Bundesnetzagentur-Präsident Klaus Müller fordert beim EU-Digitalgipfel klare Regulierungsregeln für KI, um Europas Wettbewerbsfähigkeit zu sichern, warnt vor Unsicherheiten und übermäßiger Bürokratie durch den AI Act und äußert sich zurückhaltend zu einem europäischen Konkurrenten für US-Sprachmodelle.
Was war der Auslöser des Geschehens?
Der Hintergrund des Ereignisses ist die geplante Verschiebung der Anwendung der höchsten Sicherheitsstufen aus dem AI Act der EU durch die Bundesregierung um ein Jahr.
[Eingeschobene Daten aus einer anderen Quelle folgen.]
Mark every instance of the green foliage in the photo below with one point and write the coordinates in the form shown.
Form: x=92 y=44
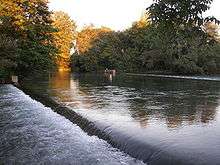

Diese Entscheidung zielt darauf ab, den Unternehmen mehr Zeit für die Standardisierung zu geben und damit die Umsetzung der KI-Verordnung zu erleichtern. Bundesnetzagentur-Präsident Klaus Müller fordert Klarheit über die EU-Regeln, um die Wettbewerbsfähigkeit in der KI-Branche zu sichern und Bedenken über übermäßige Bürokratie zu entkräften.
Welche Reaktionen gab es von Seiten der Politik oder Öffentlichkeit?
Der Bundesnetzagentur-Präsident Klaus Müller hat auf dem EU-Digitalgipfel in Berlin betont, dass klare Regeln für die KI-Regulierung notwendig sind, um die europäische Wettbewerbsfähigkeit zu sichern. Er widersprach der Sorge, der AI Act könnte innovative Unternehmen einschränken, und erklärte, dass die meisten KI-Systeme nicht als hochriskant eingestuft werden und keine übermäßige Bürokratie zu erwarten sei.
Welche Folgen oder Auswirkungen werden thematisiert?
Die im Artikel erwähnten Folgen oder Konsequenzen sind: Klarheit über die Regeln, strategische Position als Vorreiter in Sachen KI sichern, Unsicherheiten im Markt vermeiden, wesentliche Fortschritte bei der Standardisierung erreichen, Umsetzung für alle Beteiligten erleichtern, keine übermäßige Bürokratie durch den AI Act, weit überwiegende Mehrheit der KI-Systeme ohne Anforderungen oder mit Transparenzregeln, Unternehmen ermutigen, innovative Anwendungen auszuprobieren, unklare Entwicklung vielversprechender Geschäftsmodelle.
Liegt bereits eine offizielle Reaktion oder Stellungnahme vor?
Ja, im Artikel wird eine Stellungnahme von Klaus Müller, dem Präsidenten der Bundesnetzagentur, zitiert. Er betont die Notwendigkeit von Klarheit über die Regeln für Künstliche Intelligenz in Europa, um die strategische Position als Vorreiter sichern zu können, und entgegnet Befürchtungen, dass der AI Act kreative Geschäftsmodelle einschränkt. Müller erklärt, dass die Sorge über übermäßige Bürokratie unbegründet sei, da die Mehrheit der KI-Systeme weder besonderen Anforderungen noch umfangreichen Vorschriften unterliegt.